March 2017 Update: TreeSync from Ancestry has now been discontinued and replaced with FamilySync in the new FTM 2017 only. See this article for more information.

May 23 2017 Update: FTM 2017 has still not been released to those who purchased it. MacKiev continues to test it and it should be available soon.

We’d love to hear from anyone who has heard of a better way to download all attached records to your computer. So far, we have found no good solution beyond the two options above.

Backup Your Ancestry Tree Data Too

And while we’re talking about backing up, you should download your Ancestry tree gedcom regularly as well, even though you will still have access to your tree data if you end a subscription. The gedcom does not contain actual images of records you have attached, so it can’t be used to save those, but it is always good to have a backup of your other data. To download this, go to your tree, click the ‘tree pages’ dropdown, select ‘tree settings’ and the look for the green ‘export’ button on the right sidebar of the setting page. Find our tutorial here.

Backup All of Your Data Somewhere Safe

We also highly recommend that you backup all of your genealogy data to a second computer, thumb drive, respected online storage site Amazon Cloud, or some other safe location — you don’t want to spend hundreds of hours researching only to lose all of your files. It happens more often than you think.

Also read: Why You Need to Quit Attaching Records to Your Family Tree, and What to Do Instead

Image: Chinese ambassador gives latest war news to newspapermen. Washington, D.C., Sept. 25, 1937. Library of Congress

169 thoughts on “Stop ‘Saving’ Records to Your Ancestry Tree Until You Read This”

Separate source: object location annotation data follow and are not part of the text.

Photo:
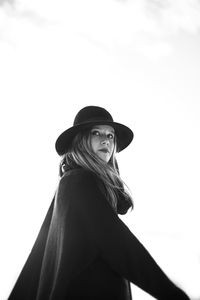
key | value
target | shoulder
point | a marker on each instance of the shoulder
(78, 177)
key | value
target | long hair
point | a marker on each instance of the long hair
(81, 154)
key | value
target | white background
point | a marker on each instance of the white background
(139, 60)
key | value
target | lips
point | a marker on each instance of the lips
(104, 150)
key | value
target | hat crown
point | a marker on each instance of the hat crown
(91, 114)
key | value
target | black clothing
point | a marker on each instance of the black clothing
(84, 251)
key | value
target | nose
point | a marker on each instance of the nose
(105, 141)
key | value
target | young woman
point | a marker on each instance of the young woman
(84, 251)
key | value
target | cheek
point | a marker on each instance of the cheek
(94, 144)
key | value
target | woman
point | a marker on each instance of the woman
(83, 250)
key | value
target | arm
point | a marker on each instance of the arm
(117, 245)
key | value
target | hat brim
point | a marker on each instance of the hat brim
(123, 134)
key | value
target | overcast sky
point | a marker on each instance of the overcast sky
(138, 59)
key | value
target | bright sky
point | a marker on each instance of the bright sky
(138, 59)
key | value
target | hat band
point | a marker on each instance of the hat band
(96, 119)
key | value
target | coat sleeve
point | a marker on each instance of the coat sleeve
(117, 245)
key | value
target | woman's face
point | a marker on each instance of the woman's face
(102, 141)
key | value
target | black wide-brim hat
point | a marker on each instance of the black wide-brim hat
(88, 117)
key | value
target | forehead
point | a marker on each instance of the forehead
(104, 128)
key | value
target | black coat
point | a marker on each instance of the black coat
(85, 252)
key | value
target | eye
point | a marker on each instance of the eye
(110, 136)
(95, 132)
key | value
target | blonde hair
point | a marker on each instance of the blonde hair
(81, 154)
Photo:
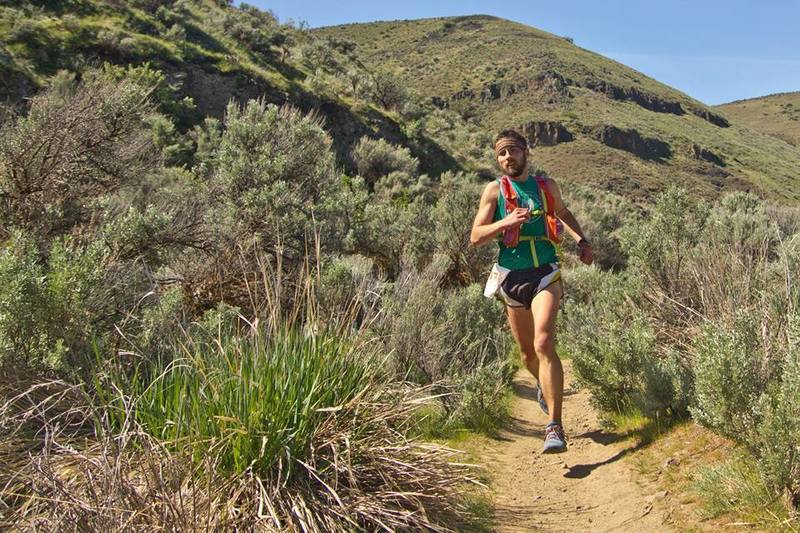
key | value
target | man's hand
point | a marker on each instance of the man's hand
(516, 217)
(585, 252)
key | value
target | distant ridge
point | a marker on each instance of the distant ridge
(775, 114)
(589, 118)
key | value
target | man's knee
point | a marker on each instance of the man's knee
(529, 355)
(544, 345)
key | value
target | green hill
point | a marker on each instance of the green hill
(210, 53)
(590, 118)
(440, 87)
(776, 114)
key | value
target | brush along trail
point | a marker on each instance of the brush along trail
(588, 488)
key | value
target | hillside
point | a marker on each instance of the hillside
(590, 118)
(776, 114)
(211, 53)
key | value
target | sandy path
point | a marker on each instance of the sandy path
(588, 488)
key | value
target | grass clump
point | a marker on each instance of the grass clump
(736, 487)
(249, 400)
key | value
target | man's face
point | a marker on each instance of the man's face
(511, 157)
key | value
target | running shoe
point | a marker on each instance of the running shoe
(540, 398)
(554, 439)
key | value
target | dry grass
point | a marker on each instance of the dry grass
(57, 474)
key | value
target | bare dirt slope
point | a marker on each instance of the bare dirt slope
(588, 488)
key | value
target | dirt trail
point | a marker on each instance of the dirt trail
(588, 488)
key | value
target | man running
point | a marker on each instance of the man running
(532, 289)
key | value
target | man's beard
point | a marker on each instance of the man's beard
(519, 171)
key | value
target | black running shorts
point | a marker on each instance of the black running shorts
(521, 286)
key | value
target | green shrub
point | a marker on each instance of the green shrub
(730, 376)
(90, 142)
(659, 247)
(735, 486)
(250, 402)
(377, 158)
(778, 440)
(453, 215)
(614, 347)
(453, 339)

  1. I know this is an “old” response to an even older article but the “while you have a subscription” is critical to the idea that you don’t need to do some manual backups. I can’t always budget money for a subscription so my membership is stop and go. I’ve lost a lot not realizing that was the case especially when downgrading from International to US only. In addition, make sure you know the exceptions to what FTM 2019 will Sync to either Ancestry or FamilySearch. Here from the Help section on Synch for FTM 2019:

    Item that don’t synchronize:
    • Research notes
    • Fact notes
    • Relationship notes
    • Media notes
    • Source media
    • Saved charts and reports

    Some of those aren’t too critical (depending) but you still want to take care if don’t want to lose or don’t have a b/u for those exceptions. The next part pertains even more to idea that all media, etc

    Media considerations
    As noted above, person, fact, and citation media all get synchronized between trees. However, there are some other exceptions to media synchronization. Media that fall in these conditions cannot be synchronized:

    • Media that are linked to an Ancestry source record
    • Media that are linked to a Family Tree Maker source (rather than linked to a citation, which is synchronized)

    So you still need to take care that everything you think is synched, and downloaded, actually is.

  2. I am not trying to be snarky, but that will last about as long as the flash drive holds up and/or as long as the technology lasts. Remember floppy disks? Remember CD’s? Everything everywhere is becoming subscription-based-only or so it seems. An external hard drive might hold up better than a little flash drive.

  3. Yep, that’s why I never made my tree public, but was shocked to see a photo of my parents attached to a stranger’s tree. I private messaged him through ancestry and he messaged that he had just captured it – His wife what is the relation through marriage to my sister. I read terms of service that the photo was my own until I marked my tree public, but obviously that’s not the case… so there is a little bit of disingenuous claims going on there. That experience really left a bad taste in my mouth and I don’t think I will ever make my tree public; it will probably die with me, as family members seem disinterested. For the record, most of my tree is fairly well documented and verified. I have made mistakes which I rectify as unfolding and as I have gained experience, I learned to slow down in my research.